6. La requérante se prévaut de ces stipulations et soutient que l'arrêté attaqué est entaché d'erreur manifeste d'appréciation de sa situation en faisant valoir que la préfète du Loiret n'a pas tenu compte de son parcours en n'évoquant pas sa demande de titre de séjour, qu'elle réside en France depuis plus de quatre ans, qu'elle y a construit sa vie économique, administrative, familiale et médicale, qu'elle maîtrise la langue française et qu'elle donne son temps aux autres personnes en difficulté par l'intermédiaire d'associations qui l'ont aidée. Toutefois, elle est entrée assez récemment en France et s'est maintenue irrégulièrement sur le territoire français malgré le rejet de sa demande d'asile par l'office français de protection des réfugiés et apatrides et la cour nationale du droit d'asile. Elle ne conteste pas être célibataire et sans enfant. Par ailleurs, elle n'établit pas avoir des attaches familiales en France et être dépourvue de tout lien au Nigéria. Dans ces conditions, compte tenu notamment des conditions de séjour en France de l'intéressée, l'arrêté attaqué ne porte pas à son droit au respect de sa vie privée et familiale une atteinte disproportionnée et, dès lors, ne méconnaît pas les stipulations de l'article 8 de la convention européenne de sauvegarde des droits de l'homme et des libertés fondamentales. Pour les mêmes motifs, l'arrêté n'est pas entaché d'erreur manifeste d'appréciation de sa situation personnelle.

7. Enfin, aux termes de l'article 3 de la convention européenne de sauvegarde des droits de l'homme et des libertés fondamentales : " Nul ne peut être soumis à la torture ni à des peines ou traitements inhumains ou dégradants ". Si la requérante soutient qu'elle craint pour sa sécurité en cas de retour dans son pays, le rapport médical, d'ailleurs non traduit, les photographies et la lettre d'expulsion du 7 mars 2011 qu'elle produit sont insuffisants, eu égard à leur contenu qui ne fait pas état de sévices ou maltraitances, pour établir la réalité de ses craintes. Au demeurant, l'office français de protection des réfugiés et apatrides et la cour nationale ont rejeté sa demande d'asile et sa demande de réexamen. Par suite, la décision fixant le pays de renvoi attaquée ne méconnaît pas les stipulations de l'article 3 précité de la convention européenne de sauvegarde des droits de l'homme et des libertés fondamentales.

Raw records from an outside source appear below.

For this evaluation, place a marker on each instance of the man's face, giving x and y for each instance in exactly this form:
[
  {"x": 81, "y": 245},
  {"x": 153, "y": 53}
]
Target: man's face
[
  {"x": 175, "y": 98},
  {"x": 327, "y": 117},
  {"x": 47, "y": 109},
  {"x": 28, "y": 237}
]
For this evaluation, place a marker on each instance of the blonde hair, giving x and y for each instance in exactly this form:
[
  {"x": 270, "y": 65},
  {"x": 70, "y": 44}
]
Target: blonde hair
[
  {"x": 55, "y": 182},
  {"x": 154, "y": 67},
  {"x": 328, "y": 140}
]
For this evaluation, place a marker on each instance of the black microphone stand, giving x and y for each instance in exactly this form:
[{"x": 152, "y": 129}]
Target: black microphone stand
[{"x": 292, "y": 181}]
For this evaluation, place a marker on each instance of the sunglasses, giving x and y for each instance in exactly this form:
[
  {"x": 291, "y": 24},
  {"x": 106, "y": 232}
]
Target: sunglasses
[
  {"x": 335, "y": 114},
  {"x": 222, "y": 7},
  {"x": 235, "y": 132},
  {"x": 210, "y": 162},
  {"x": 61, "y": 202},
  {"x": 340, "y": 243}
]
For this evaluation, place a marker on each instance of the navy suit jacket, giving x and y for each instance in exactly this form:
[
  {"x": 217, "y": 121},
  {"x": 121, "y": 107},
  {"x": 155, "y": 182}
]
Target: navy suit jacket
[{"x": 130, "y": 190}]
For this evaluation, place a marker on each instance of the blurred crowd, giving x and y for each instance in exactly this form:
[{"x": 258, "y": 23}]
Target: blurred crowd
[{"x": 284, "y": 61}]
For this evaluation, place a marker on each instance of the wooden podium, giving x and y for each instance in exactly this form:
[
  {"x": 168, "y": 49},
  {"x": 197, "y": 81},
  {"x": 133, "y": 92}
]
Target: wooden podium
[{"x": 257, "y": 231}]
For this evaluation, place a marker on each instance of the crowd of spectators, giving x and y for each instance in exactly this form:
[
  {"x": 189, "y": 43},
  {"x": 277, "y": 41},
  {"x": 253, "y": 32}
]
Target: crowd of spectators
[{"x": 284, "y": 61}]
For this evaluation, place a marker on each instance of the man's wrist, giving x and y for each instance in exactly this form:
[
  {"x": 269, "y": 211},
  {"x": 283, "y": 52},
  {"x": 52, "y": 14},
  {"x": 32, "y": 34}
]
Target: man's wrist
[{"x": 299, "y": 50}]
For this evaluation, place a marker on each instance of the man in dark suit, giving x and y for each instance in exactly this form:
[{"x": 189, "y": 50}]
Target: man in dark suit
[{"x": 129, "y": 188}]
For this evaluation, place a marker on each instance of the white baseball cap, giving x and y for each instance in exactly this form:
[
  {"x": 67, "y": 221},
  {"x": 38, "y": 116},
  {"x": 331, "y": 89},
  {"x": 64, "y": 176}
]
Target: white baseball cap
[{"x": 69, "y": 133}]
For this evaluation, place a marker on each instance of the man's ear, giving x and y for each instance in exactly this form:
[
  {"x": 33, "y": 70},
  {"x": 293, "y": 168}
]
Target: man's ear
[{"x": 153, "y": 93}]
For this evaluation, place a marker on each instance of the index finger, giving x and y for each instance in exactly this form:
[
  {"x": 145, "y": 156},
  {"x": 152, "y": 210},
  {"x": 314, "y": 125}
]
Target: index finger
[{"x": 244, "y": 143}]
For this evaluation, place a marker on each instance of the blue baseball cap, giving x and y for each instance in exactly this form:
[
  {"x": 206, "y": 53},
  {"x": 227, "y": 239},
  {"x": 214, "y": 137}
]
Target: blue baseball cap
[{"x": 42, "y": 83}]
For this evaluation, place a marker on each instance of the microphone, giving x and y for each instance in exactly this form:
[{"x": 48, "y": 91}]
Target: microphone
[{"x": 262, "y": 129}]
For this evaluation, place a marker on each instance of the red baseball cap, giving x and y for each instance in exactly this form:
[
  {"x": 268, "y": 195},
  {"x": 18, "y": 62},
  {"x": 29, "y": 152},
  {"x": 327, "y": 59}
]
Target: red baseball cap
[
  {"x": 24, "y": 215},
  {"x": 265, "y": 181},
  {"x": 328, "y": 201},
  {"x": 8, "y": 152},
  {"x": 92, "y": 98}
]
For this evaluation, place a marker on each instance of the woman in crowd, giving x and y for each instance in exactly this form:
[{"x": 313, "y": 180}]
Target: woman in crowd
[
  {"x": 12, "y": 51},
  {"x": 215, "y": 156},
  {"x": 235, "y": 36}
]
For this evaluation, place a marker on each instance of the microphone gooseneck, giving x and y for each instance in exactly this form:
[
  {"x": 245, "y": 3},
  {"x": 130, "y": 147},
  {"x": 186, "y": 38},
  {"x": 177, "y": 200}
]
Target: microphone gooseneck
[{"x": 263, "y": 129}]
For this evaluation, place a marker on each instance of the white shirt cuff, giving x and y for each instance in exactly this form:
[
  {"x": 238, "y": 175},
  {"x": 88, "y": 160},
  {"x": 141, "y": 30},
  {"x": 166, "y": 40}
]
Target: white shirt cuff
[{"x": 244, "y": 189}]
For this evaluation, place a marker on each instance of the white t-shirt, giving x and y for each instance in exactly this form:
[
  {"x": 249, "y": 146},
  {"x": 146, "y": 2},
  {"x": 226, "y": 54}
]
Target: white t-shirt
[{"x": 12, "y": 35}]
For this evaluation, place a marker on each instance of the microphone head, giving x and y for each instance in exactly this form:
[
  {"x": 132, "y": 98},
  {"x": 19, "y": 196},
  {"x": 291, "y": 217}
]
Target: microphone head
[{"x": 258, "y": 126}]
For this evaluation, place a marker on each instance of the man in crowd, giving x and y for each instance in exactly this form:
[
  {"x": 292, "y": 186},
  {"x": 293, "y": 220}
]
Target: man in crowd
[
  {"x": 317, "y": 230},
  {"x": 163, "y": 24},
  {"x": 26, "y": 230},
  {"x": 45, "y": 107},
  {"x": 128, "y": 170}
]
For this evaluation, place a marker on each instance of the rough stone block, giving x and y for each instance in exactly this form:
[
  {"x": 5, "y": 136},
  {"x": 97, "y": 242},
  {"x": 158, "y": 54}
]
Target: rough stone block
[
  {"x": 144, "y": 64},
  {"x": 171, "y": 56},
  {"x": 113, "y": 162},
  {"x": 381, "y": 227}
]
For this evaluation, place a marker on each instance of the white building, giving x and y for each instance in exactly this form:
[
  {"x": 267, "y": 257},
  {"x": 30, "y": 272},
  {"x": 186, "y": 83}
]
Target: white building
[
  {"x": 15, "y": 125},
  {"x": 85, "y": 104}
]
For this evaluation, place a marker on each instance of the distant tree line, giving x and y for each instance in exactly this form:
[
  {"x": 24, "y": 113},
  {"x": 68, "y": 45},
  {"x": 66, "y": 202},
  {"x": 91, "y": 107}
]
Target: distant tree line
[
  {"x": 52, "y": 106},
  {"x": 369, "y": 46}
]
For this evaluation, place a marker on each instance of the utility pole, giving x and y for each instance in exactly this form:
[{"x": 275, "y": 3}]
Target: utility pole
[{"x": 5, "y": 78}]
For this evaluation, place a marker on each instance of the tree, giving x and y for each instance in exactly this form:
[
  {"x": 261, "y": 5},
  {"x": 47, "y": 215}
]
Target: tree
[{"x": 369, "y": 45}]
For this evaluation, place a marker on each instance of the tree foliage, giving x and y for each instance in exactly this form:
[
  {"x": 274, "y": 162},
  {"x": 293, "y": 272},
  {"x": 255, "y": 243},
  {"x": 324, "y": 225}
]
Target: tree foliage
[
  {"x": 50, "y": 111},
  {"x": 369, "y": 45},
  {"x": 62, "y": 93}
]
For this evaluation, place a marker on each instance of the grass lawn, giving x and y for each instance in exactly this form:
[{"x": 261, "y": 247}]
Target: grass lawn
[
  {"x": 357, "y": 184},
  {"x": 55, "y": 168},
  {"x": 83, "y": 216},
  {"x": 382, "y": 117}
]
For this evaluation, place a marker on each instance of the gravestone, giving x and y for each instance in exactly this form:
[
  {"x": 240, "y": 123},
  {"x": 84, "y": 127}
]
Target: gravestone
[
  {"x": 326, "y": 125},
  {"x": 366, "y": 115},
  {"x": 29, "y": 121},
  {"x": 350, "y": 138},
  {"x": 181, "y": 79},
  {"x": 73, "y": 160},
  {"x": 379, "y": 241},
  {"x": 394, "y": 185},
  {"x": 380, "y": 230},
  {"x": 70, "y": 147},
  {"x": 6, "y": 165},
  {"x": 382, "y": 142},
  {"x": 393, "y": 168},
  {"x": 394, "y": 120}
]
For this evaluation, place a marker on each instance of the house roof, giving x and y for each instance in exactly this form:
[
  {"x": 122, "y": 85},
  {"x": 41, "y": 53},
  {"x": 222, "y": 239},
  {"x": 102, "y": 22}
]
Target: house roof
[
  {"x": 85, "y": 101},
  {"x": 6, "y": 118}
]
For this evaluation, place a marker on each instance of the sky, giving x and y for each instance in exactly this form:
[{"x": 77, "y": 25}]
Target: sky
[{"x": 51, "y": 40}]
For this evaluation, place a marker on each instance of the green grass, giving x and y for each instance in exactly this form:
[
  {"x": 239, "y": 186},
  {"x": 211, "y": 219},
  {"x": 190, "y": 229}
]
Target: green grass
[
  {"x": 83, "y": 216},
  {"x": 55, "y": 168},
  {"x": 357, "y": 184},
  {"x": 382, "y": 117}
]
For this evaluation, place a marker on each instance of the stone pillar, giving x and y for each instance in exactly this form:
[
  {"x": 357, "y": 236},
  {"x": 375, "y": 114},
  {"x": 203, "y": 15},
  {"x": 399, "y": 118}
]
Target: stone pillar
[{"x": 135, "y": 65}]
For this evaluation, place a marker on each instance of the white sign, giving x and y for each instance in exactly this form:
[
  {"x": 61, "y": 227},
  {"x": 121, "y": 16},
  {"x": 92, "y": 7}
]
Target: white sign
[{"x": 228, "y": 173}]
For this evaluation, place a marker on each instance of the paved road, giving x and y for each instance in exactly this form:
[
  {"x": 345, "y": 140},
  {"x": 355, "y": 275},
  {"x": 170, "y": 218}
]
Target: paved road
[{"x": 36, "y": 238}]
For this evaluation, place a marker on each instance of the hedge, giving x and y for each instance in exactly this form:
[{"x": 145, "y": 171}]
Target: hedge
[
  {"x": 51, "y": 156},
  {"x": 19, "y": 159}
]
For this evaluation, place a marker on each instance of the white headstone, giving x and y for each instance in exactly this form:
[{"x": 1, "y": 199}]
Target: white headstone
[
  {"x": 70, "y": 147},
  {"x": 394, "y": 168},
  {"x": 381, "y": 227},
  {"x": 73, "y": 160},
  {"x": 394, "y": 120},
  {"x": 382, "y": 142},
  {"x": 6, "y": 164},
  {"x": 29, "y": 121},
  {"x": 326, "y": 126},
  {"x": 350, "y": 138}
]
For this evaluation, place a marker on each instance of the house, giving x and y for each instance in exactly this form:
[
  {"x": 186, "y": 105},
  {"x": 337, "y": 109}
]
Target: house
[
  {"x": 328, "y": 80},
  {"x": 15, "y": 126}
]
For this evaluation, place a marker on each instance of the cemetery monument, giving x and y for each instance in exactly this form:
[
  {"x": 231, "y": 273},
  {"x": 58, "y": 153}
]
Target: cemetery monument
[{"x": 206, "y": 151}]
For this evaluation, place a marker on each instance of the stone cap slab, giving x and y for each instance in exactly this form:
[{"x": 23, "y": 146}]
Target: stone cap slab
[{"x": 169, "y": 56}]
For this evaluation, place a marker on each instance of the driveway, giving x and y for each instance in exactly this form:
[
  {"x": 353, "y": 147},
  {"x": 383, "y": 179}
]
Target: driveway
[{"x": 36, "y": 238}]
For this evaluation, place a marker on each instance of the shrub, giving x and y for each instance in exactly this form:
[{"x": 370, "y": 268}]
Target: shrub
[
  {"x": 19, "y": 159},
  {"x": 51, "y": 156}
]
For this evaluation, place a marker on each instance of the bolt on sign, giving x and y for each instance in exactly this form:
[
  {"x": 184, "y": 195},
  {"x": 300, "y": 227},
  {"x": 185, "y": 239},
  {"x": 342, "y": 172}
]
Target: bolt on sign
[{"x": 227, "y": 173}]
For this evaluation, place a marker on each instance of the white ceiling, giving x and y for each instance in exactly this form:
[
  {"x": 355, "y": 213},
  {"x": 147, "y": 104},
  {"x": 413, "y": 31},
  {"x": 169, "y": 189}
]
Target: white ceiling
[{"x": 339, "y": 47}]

8. Il résulte de tout ce qui précède que la requête de Mme A doit être rejetée y compris, par voie de conséquence, ses conclusions en injonction et celles présentées au titre de l'article L. 761-1 du code de justice administrative.

D E C I D E :

Article 1er : Mme A est admise, à titre provisoire, à l'aide juridictionnelle.

Article 2 : La requête présentée par Mme A est rejetée.

Article 3 : Le présent jugement sera notifié à Mme C A et à la préfète du Loiret.

Rendu public par mise à disposition au greffe le 8 février 2023.

Le magistrat désigné,

Jean-Michel B

Le greffier,

Roger MBELANI

La République mande et ordonne à la préfète du Loiret en ce qui la concerne ou à tous commissaires de justice à ce requis en ce qui concerne les voies de droit commun contre les parties privées de pourvoir à l'exécution de la présente décision.